Logement
Point de vue de François Gagnon, ERA Europe

Déchéance

François Gagnon, président ERA Europe et ERA France, analyse les signes implicites de la nomination de Sylvia Pinel au ministère du Logement.

Le Président de la République n'a pas attendu longtemps pour procéder à un remaniement du gouvernement après la déroute électorale que le parti majoritaire a essuyée. L'enjeu était de rétablir la confiance défaite en l'exécutif, et de tirer ainsi les enseignements du scrutin des élections municipales. Avant même cet acte politique, la ministre de l'égalité des territoires et du logement, Cécile Duflot, avait annoncé la couleur : dans l'hypothèse de la nomination à Matignon de Manuel Valls, elle ne resterait de toute façon pas au gouvernement.

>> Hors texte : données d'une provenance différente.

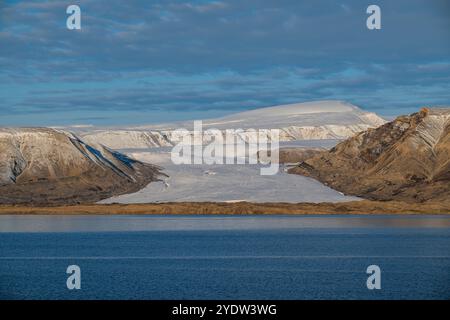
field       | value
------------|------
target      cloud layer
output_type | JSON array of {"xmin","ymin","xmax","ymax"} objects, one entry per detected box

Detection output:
[{"xmin": 0, "ymin": 0, "xmax": 449, "ymax": 125}]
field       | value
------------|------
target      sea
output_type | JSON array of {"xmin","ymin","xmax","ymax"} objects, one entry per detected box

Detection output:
[{"xmin": 0, "ymin": 214, "xmax": 449, "ymax": 300}]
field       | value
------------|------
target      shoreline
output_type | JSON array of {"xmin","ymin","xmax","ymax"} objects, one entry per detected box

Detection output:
[{"xmin": 0, "ymin": 200, "xmax": 449, "ymax": 215}]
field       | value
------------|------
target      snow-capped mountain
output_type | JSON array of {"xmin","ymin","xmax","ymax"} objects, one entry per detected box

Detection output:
[
  {"xmin": 80, "ymin": 101, "xmax": 386, "ymax": 149},
  {"xmin": 0, "ymin": 128, "xmax": 161, "ymax": 204}
]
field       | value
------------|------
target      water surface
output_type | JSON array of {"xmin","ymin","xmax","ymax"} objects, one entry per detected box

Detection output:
[{"xmin": 0, "ymin": 215, "xmax": 449, "ymax": 300}]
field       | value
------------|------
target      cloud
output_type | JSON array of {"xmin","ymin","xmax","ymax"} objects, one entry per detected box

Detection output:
[{"xmin": 0, "ymin": 0, "xmax": 449, "ymax": 125}]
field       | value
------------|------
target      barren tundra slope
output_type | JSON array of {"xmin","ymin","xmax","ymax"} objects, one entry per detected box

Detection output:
[
  {"xmin": 0, "ymin": 128, "xmax": 162, "ymax": 205},
  {"xmin": 0, "ymin": 200, "xmax": 449, "ymax": 215},
  {"xmin": 289, "ymin": 108, "xmax": 450, "ymax": 203}
]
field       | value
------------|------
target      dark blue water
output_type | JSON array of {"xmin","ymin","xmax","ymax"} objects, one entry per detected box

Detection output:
[{"xmin": 0, "ymin": 215, "xmax": 449, "ymax": 300}]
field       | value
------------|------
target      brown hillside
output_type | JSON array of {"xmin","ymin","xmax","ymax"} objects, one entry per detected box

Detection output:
[{"xmin": 289, "ymin": 108, "xmax": 450, "ymax": 202}]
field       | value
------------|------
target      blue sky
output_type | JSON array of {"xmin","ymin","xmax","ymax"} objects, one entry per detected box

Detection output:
[{"xmin": 0, "ymin": 0, "xmax": 449, "ymax": 126}]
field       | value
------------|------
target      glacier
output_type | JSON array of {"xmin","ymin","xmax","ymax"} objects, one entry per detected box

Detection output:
[{"xmin": 85, "ymin": 101, "xmax": 384, "ymax": 204}]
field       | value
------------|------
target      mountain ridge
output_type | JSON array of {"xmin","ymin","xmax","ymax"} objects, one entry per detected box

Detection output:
[
  {"xmin": 0, "ymin": 128, "xmax": 162, "ymax": 204},
  {"xmin": 79, "ymin": 100, "xmax": 386, "ymax": 149},
  {"xmin": 289, "ymin": 107, "xmax": 450, "ymax": 202}
]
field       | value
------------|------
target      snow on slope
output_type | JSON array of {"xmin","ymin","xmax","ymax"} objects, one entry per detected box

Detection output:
[
  {"xmin": 139, "ymin": 100, "xmax": 385, "ymax": 129},
  {"xmin": 288, "ymin": 107, "xmax": 450, "ymax": 202},
  {"xmin": 0, "ymin": 128, "xmax": 135, "ymax": 184},
  {"xmin": 81, "ymin": 101, "xmax": 386, "ymax": 149},
  {"xmin": 101, "ymin": 141, "xmax": 361, "ymax": 204},
  {"xmin": 201, "ymin": 100, "xmax": 385, "ymax": 129},
  {"xmin": 82, "ymin": 101, "xmax": 381, "ymax": 204},
  {"xmin": 0, "ymin": 128, "xmax": 161, "ymax": 204}
]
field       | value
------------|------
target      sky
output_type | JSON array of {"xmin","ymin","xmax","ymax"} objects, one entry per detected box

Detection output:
[{"xmin": 0, "ymin": 0, "xmax": 449, "ymax": 126}]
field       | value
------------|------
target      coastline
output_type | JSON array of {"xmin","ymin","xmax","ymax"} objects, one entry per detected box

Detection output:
[{"xmin": 1, "ymin": 200, "xmax": 449, "ymax": 215}]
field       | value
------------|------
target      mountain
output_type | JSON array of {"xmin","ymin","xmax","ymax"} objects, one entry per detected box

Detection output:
[
  {"xmin": 0, "ymin": 128, "xmax": 162, "ymax": 205},
  {"xmin": 80, "ymin": 101, "xmax": 386, "ymax": 149},
  {"xmin": 289, "ymin": 108, "xmax": 450, "ymax": 203}
]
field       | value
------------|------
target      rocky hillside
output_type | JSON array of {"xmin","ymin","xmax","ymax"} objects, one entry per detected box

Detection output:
[
  {"xmin": 289, "ymin": 108, "xmax": 450, "ymax": 203},
  {"xmin": 0, "ymin": 128, "xmax": 162, "ymax": 205},
  {"xmin": 258, "ymin": 147, "xmax": 325, "ymax": 164}
]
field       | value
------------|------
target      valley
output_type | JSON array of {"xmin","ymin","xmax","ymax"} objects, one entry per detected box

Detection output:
[{"xmin": 0, "ymin": 100, "xmax": 448, "ymax": 212}]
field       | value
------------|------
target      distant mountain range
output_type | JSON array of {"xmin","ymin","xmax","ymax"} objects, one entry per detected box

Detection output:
[
  {"xmin": 79, "ymin": 101, "xmax": 386, "ymax": 149},
  {"xmin": 289, "ymin": 108, "xmax": 450, "ymax": 203},
  {"xmin": 0, "ymin": 101, "xmax": 448, "ymax": 207}
]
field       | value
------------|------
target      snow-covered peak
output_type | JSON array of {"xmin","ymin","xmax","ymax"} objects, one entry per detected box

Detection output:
[
  {"xmin": 220, "ymin": 100, "xmax": 359, "ymax": 118},
  {"xmin": 133, "ymin": 100, "xmax": 385, "ymax": 130},
  {"xmin": 77, "ymin": 101, "xmax": 387, "ymax": 149}
]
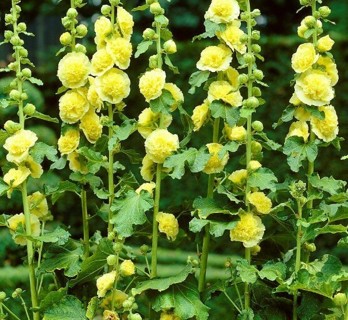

Exit donc Madame Duflot. Certes, elle a donné du fil à retordre aux professionnels, et au fond nous n'avons qu'un reproche à lui faire : elle nous a donné l'impression douloureuse de nous mésestimer, et il a fallu bien des échanges, bien des heurts, et l'opiniâtreté du parlement, pour qu'elle accepte de marquer plus de considération aux agents immobiliers et aux administrateurs de biens dans son texte de loi. Elle a fini par le faire, notamment en ne leur supprimant pas la part d'honoraires imputable au locataire ou encore en leur concédant la majorité des sièges au sein du futur Conseil national.

Pour autant, Madame Duflot aura été une ministre de tempérament au service d'un ministère fort. Un premier signe, qui avait échappé à beaucoup d'observateurs : dans l'organigramme gouvernemental, elle arrivait en 6e position, juste derrière les portefeuilles régaliens, dans une équipe de près de 40 ministres. Il ne s'agit pas seulement d'étiquette, il s'agit de poids politique, par exemple au moment d'obtenir des arbitrages à Matignon, notamment budgétaires. La successeure de Madame Duflot est placée, elle, en 15e rang dans la hiérarchie de ce gouvernement resserré... c'est-à-dire en avant-dernière position. Le signal est mauvais.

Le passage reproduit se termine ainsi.